After completing his trials, and waiting for offers from clubs, Dallman decided to sign with FC Nordsjælland, formally agreeing to a contract on March 19, 2007. The deal was short-term, and kept him with the Danish club until the end of their season. He never received playing clearance from the league, and only played with their reserve squad.

Following his short stint with Nordsjælland, Dallman went on trial with Swedish side IF Bunkeflo. However, the two sides could not reach an agreement. Eventually, Dallman signed short-term with SC Wiedenbrück in Germany and appeared in 16 matches without scoring a goal before leaving the club. After trials with VfL Wolfsburg and Bolton Wanderers, Dallman agreed to a two-year deal with German Bundesliga club Arminia Bielefeld where he made 31 appearances and scored eight goals for their second team. He then moved to Sportfreunde Siegen and spent two and a half seasons with the club before returning to the United States in January 2012.

Dallman returned to the United States and was invited into training camp by Major League Soccer club Chivas USA with an opportunity at earning a roster spot. Dallman joined Chivas, and made several appearances, but suffered a hamstring injury early in the 2012 season which resulted in his release from Chivas. Dallman then joined USL Pro club Pittsburgh Riverhounds. He made his debut for the club on July 27, 2012, in a 4–1 victory over Antigua Barracuda. In total, Dallman appeared in 4 matches, tallying 1 assist in 314 minutes, after joining the club near the end of the 2012 season.

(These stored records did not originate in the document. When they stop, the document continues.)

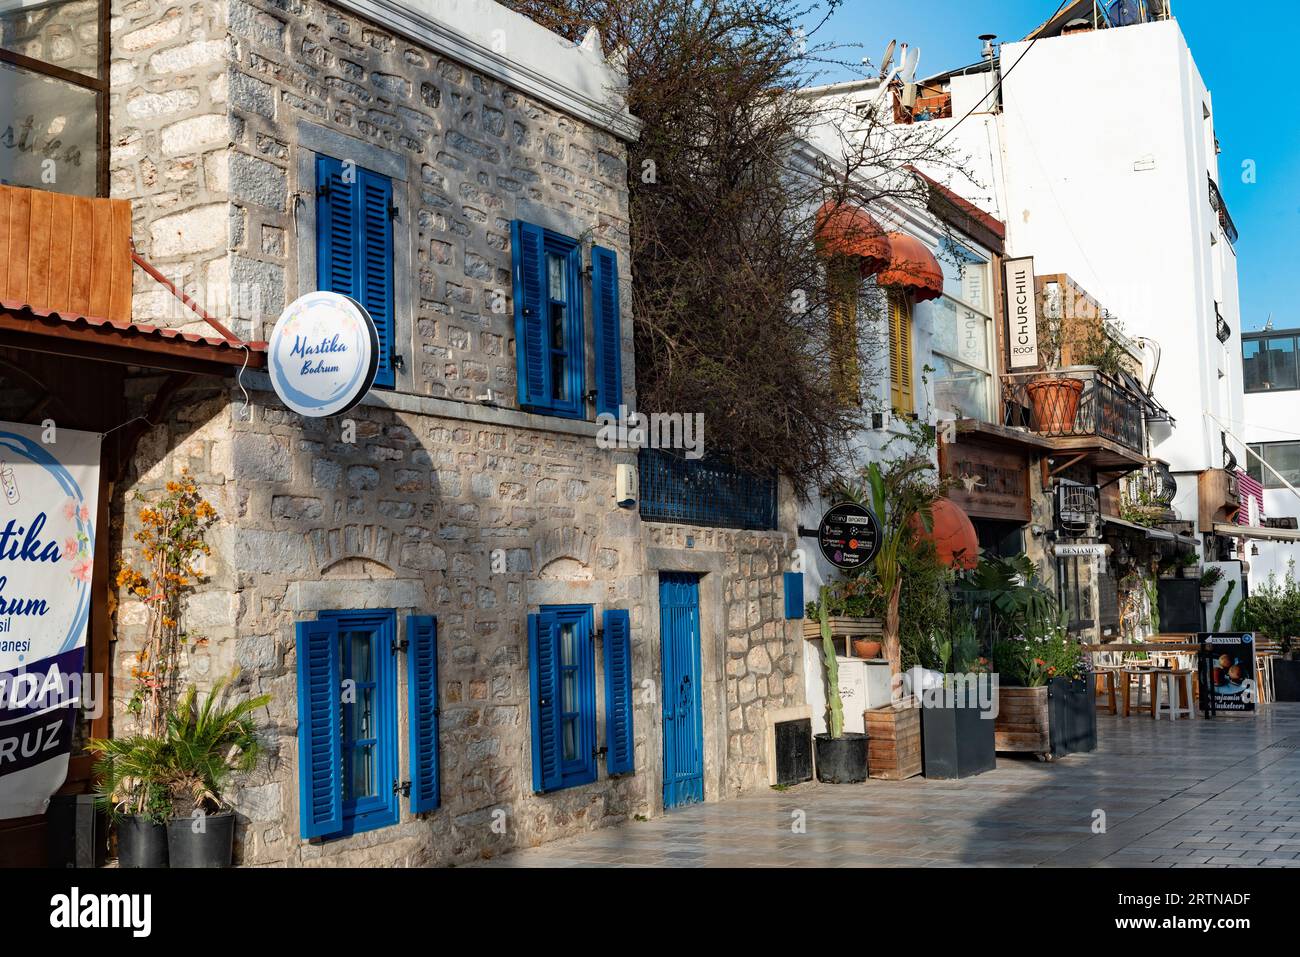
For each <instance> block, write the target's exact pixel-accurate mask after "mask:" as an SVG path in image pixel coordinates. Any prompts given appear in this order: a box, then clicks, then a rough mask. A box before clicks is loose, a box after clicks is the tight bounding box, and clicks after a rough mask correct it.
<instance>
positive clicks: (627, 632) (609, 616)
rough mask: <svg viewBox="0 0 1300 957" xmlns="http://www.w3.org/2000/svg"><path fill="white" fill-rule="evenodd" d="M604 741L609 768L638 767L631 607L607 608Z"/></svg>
mask: <svg viewBox="0 0 1300 957" xmlns="http://www.w3.org/2000/svg"><path fill="white" fill-rule="evenodd" d="M603 622H604V745H606V748H608V752H607V754H608V758H607V761H606V770H607V771H608V772H610V774H611V775H615V774H629V772H632V771H633V770H634V767H636V742H634V741H633V739H632V623H630V620H629V618H628V612H627V609H608V610H607V611H606V612H604V618H603Z"/></svg>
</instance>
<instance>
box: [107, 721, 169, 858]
mask: <svg viewBox="0 0 1300 957" xmlns="http://www.w3.org/2000/svg"><path fill="white" fill-rule="evenodd" d="M162 748H164V742H162V740H161V739H156V737H148V736H146V735H134V736H131V737H114V739H103V740H99V739H96V740H92V741H91V742H90V749H91V750H94V752H98V753H99V758H98V759H96V762H95V780H96V792H95V793H96V802H98V804H99V806H100V807H101V809H103V810H104V811H107V814H108V818H109V820H110V822H112V823H113V826H114V827H116V830H117V863H118V867H166V866H168V853H166V820H168V818H169V817H170V814H172V801H170V800H169V797H168V793H166V788H165V787H164V785H162V783H161V781H160V771H161V766H162V757H161V752H162Z"/></svg>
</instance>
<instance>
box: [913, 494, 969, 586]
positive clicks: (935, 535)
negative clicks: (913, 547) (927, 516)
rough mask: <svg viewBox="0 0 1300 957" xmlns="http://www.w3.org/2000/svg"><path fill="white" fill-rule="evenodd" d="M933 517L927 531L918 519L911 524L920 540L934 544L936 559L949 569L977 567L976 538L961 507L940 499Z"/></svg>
mask: <svg viewBox="0 0 1300 957" xmlns="http://www.w3.org/2000/svg"><path fill="white" fill-rule="evenodd" d="M932 516H933V519H935V527H933V528H932V529H931V531H930V532H927V531H926V525H924V523H922V520H920V516H913V520H911V525H913V528H914V529H915V531H917V533H918V534H919V536H920V537H922V538H928V540H930V541H932V542H933V544H935V551H937V553H939V560H940V562H943V563H944V564H946V566H948V567H949V568H961V570H967V571H969V570H971V568H974V567H975V566H976V564H979V536H978V534H976V533H975V525H972V524H971V520H970V516H969V515H966V512H965V511H962V508H961V506H958V505H956V503H954V502H950V501H949V499H946V498H941V499H939V501H937V502H935V507H933V510H932Z"/></svg>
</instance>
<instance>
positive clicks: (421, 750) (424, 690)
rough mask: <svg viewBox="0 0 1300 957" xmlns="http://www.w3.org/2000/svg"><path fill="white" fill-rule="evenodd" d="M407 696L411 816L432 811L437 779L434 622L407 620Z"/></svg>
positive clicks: (438, 784)
mask: <svg viewBox="0 0 1300 957" xmlns="http://www.w3.org/2000/svg"><path fill="white" fill-rule="evenodd" d="M407 694H408V696H409V720H411V813H412V814H422V813H424V811H432V810H435V809H437V807H438V805H439V802H441V783H439V780H438V757H439V755H438V718H439V714H438V620H437V619H435V618H433V616H432V615H411V616H409V618H408V619H407Z"/></svg>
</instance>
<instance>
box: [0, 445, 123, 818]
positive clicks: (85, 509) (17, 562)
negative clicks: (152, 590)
mask: <svg viewBox="0 0 1300 957" xmlns="http://www.w3.org/2000/svg"><path fill="white" fill-rule="evenodd" d="M45 439H49V441H45ZM99 439H100V437H99V436H95V434H91V433H86V432H72V430H69V429H57V430H55V429H48V430H44V429H39V428H35V426H31V425H14V424H12V423H0V818H23V817H29V815H32V814H43V813H44V810H45V806H47V805H48V804H49V796H51V794H53V793H55V792H56V791H57V789H59V787H60V785H61V784H62V783H64V779H65V778H66V776H68V757H69V750H70V746H72V741H73V731H74V728H75V724H77V715H78V710H79V707H81V692H82V683H83V679H82V671H83V668H82V666H83V658H85V654H86V625H87V623H88V620H90V605H91V571H92V568H94V554H95V524H94V523H95V518H96V515H98V512H96V508H98V507H99Z"/></svg>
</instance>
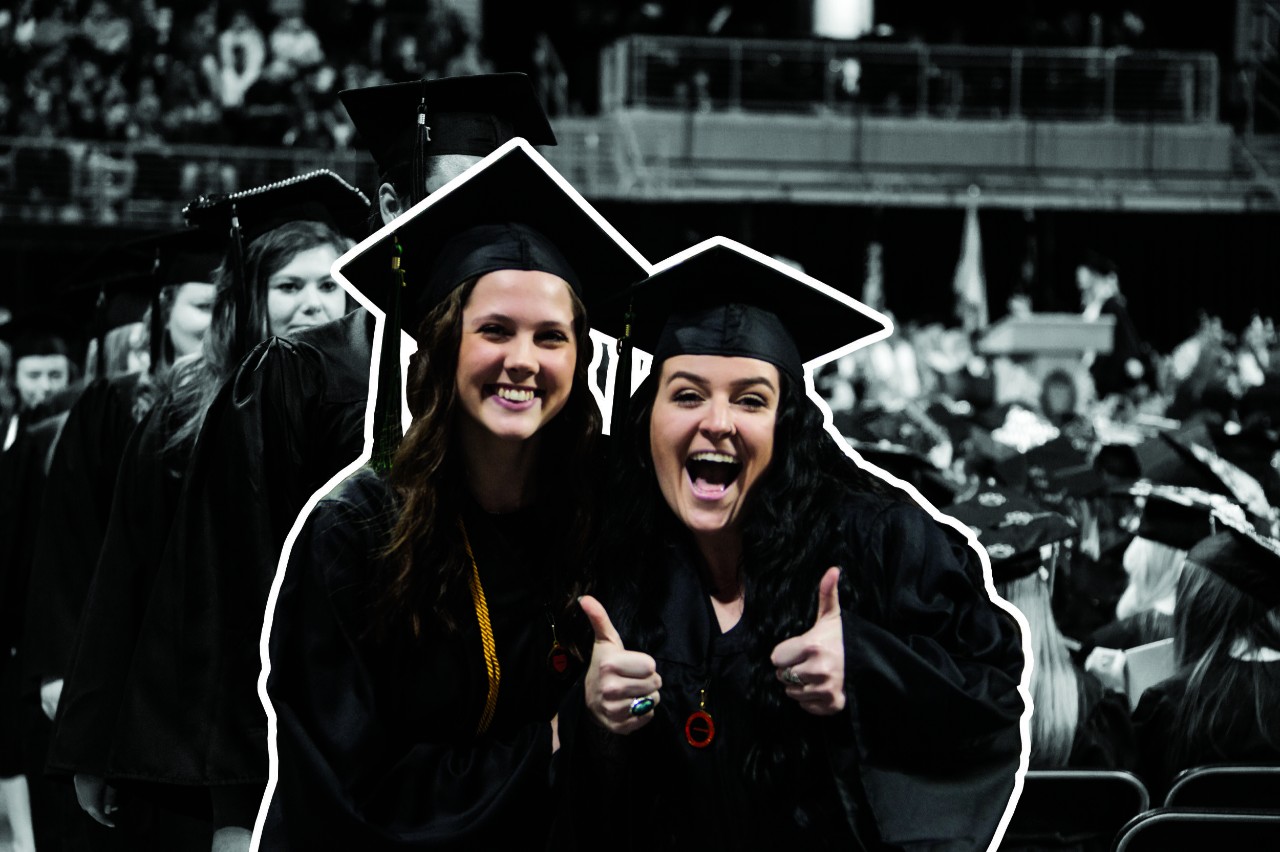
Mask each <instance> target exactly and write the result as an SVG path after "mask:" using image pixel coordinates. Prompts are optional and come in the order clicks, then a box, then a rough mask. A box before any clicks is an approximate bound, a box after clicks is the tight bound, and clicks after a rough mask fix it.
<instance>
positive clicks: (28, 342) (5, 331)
mask: <svg viewBox="0 0 1280 852" xmlns="http://www.w3.org/2000/svg"><path fill="white" fill-rule="evenodd" d="M83 338H84V334H83V326H82V324H81V322H78V321H77V319H76V317H74V316H72V315H68V312H67V311H65V307H64V306H63V304H59V306H52V304H40V306H35V307H29V308H26V310H22V311H18V312H15V313H14V315H13V316H12V317H9V321H8V322H4V324H0V342H3V343H4V344H5V345H6V347H8V348H9V357H10V362H12V366H17V363H18V361H19V359H20V358H32V357H41V356H65V357H67V358H69V359H72V361H76V359H77V351H78V349H83V343H84V340H83Z"/></svg>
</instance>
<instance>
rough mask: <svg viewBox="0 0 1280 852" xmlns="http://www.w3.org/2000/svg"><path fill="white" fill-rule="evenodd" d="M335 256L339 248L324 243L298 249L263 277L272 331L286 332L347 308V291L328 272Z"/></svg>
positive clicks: (290, 330)
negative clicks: (298, 250) (265, 281)
mask: <svg viewBox="0 0 1280 852" xmlns="http://www.w3.org/2000/svg"><path fill="white" fill-rule="evenodd" d="M335 260H338V249H335V248H334V247H333V246H329V244H328V243H325V244H321V246H316V247H314V248H307V249H303V251H301V252H298V253H297V255H294V256H293V258H292V260H291V261H289V262H288V264H285V265H284V266H282V267H280V269H278V270H276V271H275V272H273V274H271V276H270V278H268V279H266V316H268V324H269V327H270V333H271V334H274V335H275V336H288V335H291V334H294V333H297V331H301V330H302V329H308V327H311V326H314V325H321V324H324V322H329V321H330V320H337V319H338V317H340V316H342V315H343V313H346V312H347V293H346V292H344V290H343V289H342V288H340V287H338V283H337V281H334V280H333V276H330V275H329V267H330V266H333V262H334V261H335Z"/></svg>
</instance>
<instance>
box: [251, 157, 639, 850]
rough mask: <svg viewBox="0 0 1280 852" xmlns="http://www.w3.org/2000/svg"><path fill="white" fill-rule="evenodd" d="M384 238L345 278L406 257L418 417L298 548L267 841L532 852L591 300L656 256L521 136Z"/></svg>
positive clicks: (373, 289) (564, 600)
mask: <svg viewBox="0 0 1280 852" xmlns="http://www.w3.org/2000/svg"><path fill="white" fill-rule="evenodd" d="M394 225H396V232H394V234H389V232H383V233H380V234H379V235H378V238H376V239H374V238H371V239H370V241H369V242H367V243H366V244H364V246H362V247H361V252H360V253H356V255H353V256H349V257H348V258H346V260H344V265H343V266H342V267H340V269H339V271H340V274H342V275H343V276H344V278H346V279H348V280H349V281H351V283H352V284H353V285H356V287H357V288H360V289H361V290H364V292H366V293H370V294H378V293H381V284H383V281H384V280H385V276H387V274H388V269H387V258H388V257H390V247H392V244H394V243H397V242H398V243H399V244H401V246H402V247H403V264H402V266H401V269H402V270H403V274H404V288H403V298H402V307H401V324H402V325H403V327H406V329H407V330H411V331H412V333H413V336H415V338H416V339H417V343H419V351H417V353H416V354H415V357H413V362H412V366H411V371H410V375H408V381H407V397H408V407H410V411H411V412H412V414H413V422H412V425H411V426H410V429H408V431H407V432H406V435H404V438H403V441H402V443H401V444H399V449H398V450H397V453H396V454H394V457H393V459H392V466H390V471H389V473H388V472H385V471H379V469H376V468H375V467H374V466H366V467H362V468H360V469H358V471H356V472H355V473H353V475H351V476H349V477H347V478H346V480H343V481H342V482H340V484H339V485H338V486H337V487H334V489H333V490H332V491H330V493H329V494H328V495H325V496H324V498H323V499H321V500H320V501H319V504H317V505H316V507H315V509H314V510H312V512H311V514H310V516H308V517H307V518H306V521H305V523H303V526H302V527H301V530H300V532H298V536H297V539H296V540H294V542H293V545H292V549H291V553H289V562H288V568H287V569H285V573H284V578H283V581H282V585H280V592H279V596H278V601H276V606H275V610H274V614H273V619H271V626H270V667H271V668H270V679H269V683H268V692H269V696H270V698H271V706H273V709H274V713H275V718H276V750H278V761H276V765H278V773H276V784H275V788H274V793H273V794H271V798H270V807H269V812H268V816H266V824H265V828H264V833H262V847H261V848H264V849H312V848H352V849H356V848H358V849H383V848H399V849H408V848H412V849H436V848H442V849H443V848H448V849H484V848H506V847H507V846H509V842H511V838H512V837H516V835H518V837H520V838H521V839H522V842H524V843H525V844H527V846H529V847H530V848H539V847H540V846H541V843H543V839H544V835H545V832H547V828H548V825H549V820H550V807H549V801H548V798H549V784H550V779H549V769H550V759H552V753H553V752H554V751H556V748H557V742H558V741H557V713H558V704H559V700H561V697H562V695H563V693H564V691H566V690H567V688H568V686H570V684H571V683H572V678H573V675H575V673H576V670H577V669H580V665H579V663H577V661H576V660H575V655H573V650H575V645H576V642H575V637H576V635H577V633H580V632H581V631H580V629H575V624H573V620H572V618H571V617H572V615H573V614H576V605H575V603H573V600H575V599H573V595H575V592H576V590H577V588H580V583H581V576H582V572H584V568H585V564H586V556H585V548H586V539H588V536H589V533H590V530H591V527H593V523H591V509H593V501H594V491H593V487H591V480H593V476H591V461H593V453H591V448H593V445H594V443H595V439H596V435H598V432H599V426H600V417H599V411H598V409H596V407H595V403H594V400H593V398H591V394H590V389H589V386H588V381H586V375H588V366H589V363H590V359H591V345H590V343H589V339H588V324H586V313H585V307H586V306H590V304H591V303H593V302H595V301H596V299H599V298H602V297H603V296H605V294H608V293H609V290H611V289H613V290H618V289H622V288H625V287H626V285H627V284H630V283H634V281H635V280H639V279H641V278H644V275H645V274H646V271H648V265H646V264H644V262H643V258H640V257H639V255H637V253H636V252H635V249H632V248H631V247H630V246H626V244H625V241H622V239H621V238H620V237H617V234H616V232H613V230H612V229H611V228H608V226H605V225H604V224H603V221H602V220H599V219H598V217H596V216H595V215H594V212H590V211H589V209H588V207H586V206H585V202H581V200H579V198H577V197H576V196H572V194H571V193H568V192H566V191H564V189H563V188H562V187H561V184H559V183H557V180H556V179H554V178H553V175H552V173H550V171H549V166H544V161H541V162H540V161H539V160H538V159H536V157H535V155H534V154H532V151H531V148H529V147H527V145H515V143H513V145H508V146H507V150H506V151H502V152H498V154H495V156H494V159H492V160H489V161H488V162H485V164H483V165H481V166H477V168H476V169H475V170H472V171H470V173H468V174H467V177H466V178H463V179H461V180H460V182H457V183H454V184H451V187H449V188H447V189H445V191H442V192H440V193H438V194H436V196H434V197H433V198H430V200H429V201H426V202H424V203H422V205H419V206H417V207H415V209H413V210H411V211H408V212H407V214H406V215H404V216H402V217H399V219H397V220H396V223H394ZM390 327H392V331H390V333H392V334H394V333H396V326H394V325H392V326H390ZM380 402H387V400H380ZM394 402H398V395H397V399H394V400H393V403H394ZM397 408H398V406H394V404H393V406H392V409H393V411H394V409H397ZM579 624H581V619H579Z"/></svg>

For the 2013 USL Pro season, Dallman appeared in 23 of 26 regular season matches for the Riverhounds and became a central figure in the offense. In total, he scored two goals and tallied 12 assists meaning that he assisted on exactly one third of Pittsburgh's 36 goals for the season. His 12 assist total was enough to put him tops in the league in that category for the season and set the all-time record for assists in a single season in the process.
 With 16 points, Dallman was also 21st in the league in that statistic. Dallman also holds the current all time assist record in the USL-Pro.

==Personal life==
Dallman's father played soccer for Portland State, and his great-grandfather, Roderick Welsh, played professionally for Portsmouth and Port Vale of the English First Division.